Designed by Lyons Architects, the AHMS building accommodates the Schools of Medicine, Nursing, Dentistry and Public Health, and co-locates research groups from across the university. The building covers 13,000m2 , including state-of-the-art laboratory, teaching, research and clinical spaces. Specifically designed to transform the student learning experience and prepare future healthcare leaders for professional practice, the facility promotes flexibility and collaboration across health professions through the integration of adaptable learning and social environments. This wonderful new facility was also awarded the Engineers Australia Excellence Award in the Buildings and Structures category.
AECOM’s Melbourne and Adelaide offices worked collaboratively to provide mechanical and fire engineering, environmentally sustainable design and acoustics consultancy.
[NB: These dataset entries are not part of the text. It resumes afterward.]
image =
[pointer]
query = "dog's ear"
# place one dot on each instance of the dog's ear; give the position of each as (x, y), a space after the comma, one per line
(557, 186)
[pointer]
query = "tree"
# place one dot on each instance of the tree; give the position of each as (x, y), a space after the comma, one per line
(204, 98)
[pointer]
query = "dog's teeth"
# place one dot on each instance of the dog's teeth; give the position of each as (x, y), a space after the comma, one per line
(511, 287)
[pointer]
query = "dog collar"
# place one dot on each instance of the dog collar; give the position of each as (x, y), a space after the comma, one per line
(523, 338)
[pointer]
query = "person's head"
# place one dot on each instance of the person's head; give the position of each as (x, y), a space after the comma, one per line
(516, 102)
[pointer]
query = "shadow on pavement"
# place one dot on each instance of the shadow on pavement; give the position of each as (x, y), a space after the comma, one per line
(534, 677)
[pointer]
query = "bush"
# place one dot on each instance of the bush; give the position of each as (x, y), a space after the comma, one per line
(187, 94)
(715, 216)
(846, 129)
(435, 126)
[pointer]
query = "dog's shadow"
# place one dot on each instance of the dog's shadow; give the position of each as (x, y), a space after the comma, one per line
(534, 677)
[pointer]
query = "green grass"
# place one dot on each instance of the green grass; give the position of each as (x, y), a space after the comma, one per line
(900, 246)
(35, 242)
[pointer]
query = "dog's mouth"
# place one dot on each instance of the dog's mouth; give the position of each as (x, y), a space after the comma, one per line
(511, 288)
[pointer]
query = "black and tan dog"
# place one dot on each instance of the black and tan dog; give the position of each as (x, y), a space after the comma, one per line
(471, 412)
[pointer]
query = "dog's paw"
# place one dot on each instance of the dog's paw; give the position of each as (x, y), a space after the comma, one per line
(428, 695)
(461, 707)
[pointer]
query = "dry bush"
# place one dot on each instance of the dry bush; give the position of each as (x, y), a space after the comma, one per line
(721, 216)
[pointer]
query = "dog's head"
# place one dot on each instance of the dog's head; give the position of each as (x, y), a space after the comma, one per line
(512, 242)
One of the core objectives for the AHMS building was to develop a building sustainability approach that responds to the university’s environmental aspirations, while providing an indoor environment to enable optimum comfort for occupants. In order to achieve the target of a 10 percent reduction in annual greenhouse gas emissions, sustainability interventions were integrated into all layers of the building’s form, fabric and function. These include:
- A high-performing façade to moderate the heat gain and loss to maintain comfortable conditions and conserve energy
- Water sustainability measures to reduce potable water use
- Fresh air ventilation control to maintain a high level of thermal comfort
- Integration of a cloud-based building information portal with the building management system to control energy intensity during peak and off-peak times.